The transmission implication is direct: interconnection queues were already overwhelmed by generation projects trying to get power onto the grid. Now grid planners have to simultaneously model large, behaviorally unpredictable loads pulling power off it — in the same constrained corridors, with inadequate data about how those loads actually behave.
The Cost Is Already Showing Up in Bills
None of this is abstract. EIA data shows Americans paid 22 percent more for electricity in 2025 than five years earlier, with infrastructure bottlenecks cited alongside policy mandates and fuel access as primary drivers of the steepest increases. The states with the worst transmission constraints aren't just missing clean energy targets — they're paying more for the fossil generation filling the gap.

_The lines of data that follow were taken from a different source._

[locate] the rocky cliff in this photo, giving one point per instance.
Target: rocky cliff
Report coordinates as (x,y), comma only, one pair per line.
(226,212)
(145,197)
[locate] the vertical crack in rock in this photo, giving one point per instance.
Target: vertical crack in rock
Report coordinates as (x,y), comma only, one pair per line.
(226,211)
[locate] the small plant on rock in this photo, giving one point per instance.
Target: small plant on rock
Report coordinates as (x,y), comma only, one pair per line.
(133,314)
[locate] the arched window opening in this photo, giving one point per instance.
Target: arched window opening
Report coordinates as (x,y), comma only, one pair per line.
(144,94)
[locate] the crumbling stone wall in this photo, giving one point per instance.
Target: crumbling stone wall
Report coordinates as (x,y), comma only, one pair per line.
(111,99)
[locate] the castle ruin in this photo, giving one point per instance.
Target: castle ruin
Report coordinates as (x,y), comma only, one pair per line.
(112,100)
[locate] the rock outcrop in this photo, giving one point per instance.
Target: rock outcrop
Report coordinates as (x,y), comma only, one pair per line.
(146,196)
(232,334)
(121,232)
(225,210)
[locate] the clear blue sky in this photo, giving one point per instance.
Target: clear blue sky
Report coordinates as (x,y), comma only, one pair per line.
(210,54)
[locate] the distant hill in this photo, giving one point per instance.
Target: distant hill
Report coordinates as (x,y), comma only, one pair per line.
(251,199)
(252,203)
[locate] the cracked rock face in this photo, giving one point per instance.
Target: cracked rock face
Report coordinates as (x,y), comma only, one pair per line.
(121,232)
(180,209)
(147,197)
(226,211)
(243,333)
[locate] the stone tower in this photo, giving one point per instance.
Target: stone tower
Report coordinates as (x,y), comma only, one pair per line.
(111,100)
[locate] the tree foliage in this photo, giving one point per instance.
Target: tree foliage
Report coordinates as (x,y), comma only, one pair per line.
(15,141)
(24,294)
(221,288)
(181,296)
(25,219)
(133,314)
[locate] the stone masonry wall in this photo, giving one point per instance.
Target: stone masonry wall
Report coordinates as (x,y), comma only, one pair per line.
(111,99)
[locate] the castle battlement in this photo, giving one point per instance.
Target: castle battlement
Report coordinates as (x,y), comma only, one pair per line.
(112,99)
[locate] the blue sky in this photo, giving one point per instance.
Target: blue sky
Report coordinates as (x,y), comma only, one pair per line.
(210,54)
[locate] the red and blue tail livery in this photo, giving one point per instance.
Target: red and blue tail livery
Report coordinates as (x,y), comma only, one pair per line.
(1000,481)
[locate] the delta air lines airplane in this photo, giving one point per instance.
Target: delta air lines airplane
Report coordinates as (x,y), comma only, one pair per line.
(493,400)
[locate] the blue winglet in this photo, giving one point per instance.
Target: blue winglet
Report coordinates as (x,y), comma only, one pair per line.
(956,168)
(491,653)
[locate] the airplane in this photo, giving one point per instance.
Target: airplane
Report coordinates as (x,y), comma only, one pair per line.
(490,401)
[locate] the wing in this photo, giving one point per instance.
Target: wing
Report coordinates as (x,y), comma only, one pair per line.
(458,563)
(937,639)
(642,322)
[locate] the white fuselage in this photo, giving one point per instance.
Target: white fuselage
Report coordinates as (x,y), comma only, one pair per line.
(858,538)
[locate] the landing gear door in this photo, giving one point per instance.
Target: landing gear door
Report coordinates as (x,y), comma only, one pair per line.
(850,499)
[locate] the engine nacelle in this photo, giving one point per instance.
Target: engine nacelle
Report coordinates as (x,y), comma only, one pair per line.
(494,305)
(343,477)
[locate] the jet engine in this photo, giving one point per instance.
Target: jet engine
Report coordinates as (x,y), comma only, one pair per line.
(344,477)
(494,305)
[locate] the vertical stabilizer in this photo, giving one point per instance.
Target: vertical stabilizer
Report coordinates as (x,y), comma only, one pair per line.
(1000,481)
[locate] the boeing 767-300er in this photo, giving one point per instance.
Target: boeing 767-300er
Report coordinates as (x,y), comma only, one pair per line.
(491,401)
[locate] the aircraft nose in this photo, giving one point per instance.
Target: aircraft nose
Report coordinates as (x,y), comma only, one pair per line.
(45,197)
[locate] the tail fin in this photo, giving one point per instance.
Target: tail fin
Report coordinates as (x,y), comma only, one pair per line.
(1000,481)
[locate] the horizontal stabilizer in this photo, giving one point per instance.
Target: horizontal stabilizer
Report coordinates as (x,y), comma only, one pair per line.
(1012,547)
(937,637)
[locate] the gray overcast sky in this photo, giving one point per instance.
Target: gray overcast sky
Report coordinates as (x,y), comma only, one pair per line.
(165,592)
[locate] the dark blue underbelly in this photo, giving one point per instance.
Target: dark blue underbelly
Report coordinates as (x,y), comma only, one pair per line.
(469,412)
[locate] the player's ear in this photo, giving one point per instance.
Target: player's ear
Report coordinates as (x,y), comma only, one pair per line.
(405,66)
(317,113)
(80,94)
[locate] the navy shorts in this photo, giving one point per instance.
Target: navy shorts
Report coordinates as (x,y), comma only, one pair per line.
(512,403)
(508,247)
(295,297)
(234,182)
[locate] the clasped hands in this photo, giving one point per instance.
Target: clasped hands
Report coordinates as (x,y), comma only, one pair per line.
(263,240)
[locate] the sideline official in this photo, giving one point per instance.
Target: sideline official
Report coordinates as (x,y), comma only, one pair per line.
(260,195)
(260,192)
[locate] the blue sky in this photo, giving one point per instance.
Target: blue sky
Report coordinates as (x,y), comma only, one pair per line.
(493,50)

The pattern here is consistent with what I've been tracking in the IRA cost-per-ton analysis: the gap between policy ambition and implementation infrastructure keeps widening, and the costs of that gap land on ratepayers and state budgets, not on the federal programs that created the mismatch.
What to Watch
NERC's Level 3 alert is a trigger, not a resolution. The seven "essential actions" it recommends require transmission planners to model grid stability margins annually in AI-heavy regions and install monitoring equipment — but mandatory standards still need FERC approval, and that process has its own timeline. Watch for FERC's response to the NERC petition, which will determine whether data center load disclosure becomes a legal requirement or stays voluntary guidance.
On the interconnection side, the more telling number won't be how many projects applied to PJM's reformed queue — it's how many of those 811 projects are still alive in 18 months, and what fuel mix survives the attrition. If the reformed process is actually faster and more predictable, the renewable share should stabilize. If it isn't, the 55 percent gas-and-nuclear composition of this first cycle is a preview of the grid Maryland and a dozen other states will be managing in 2035.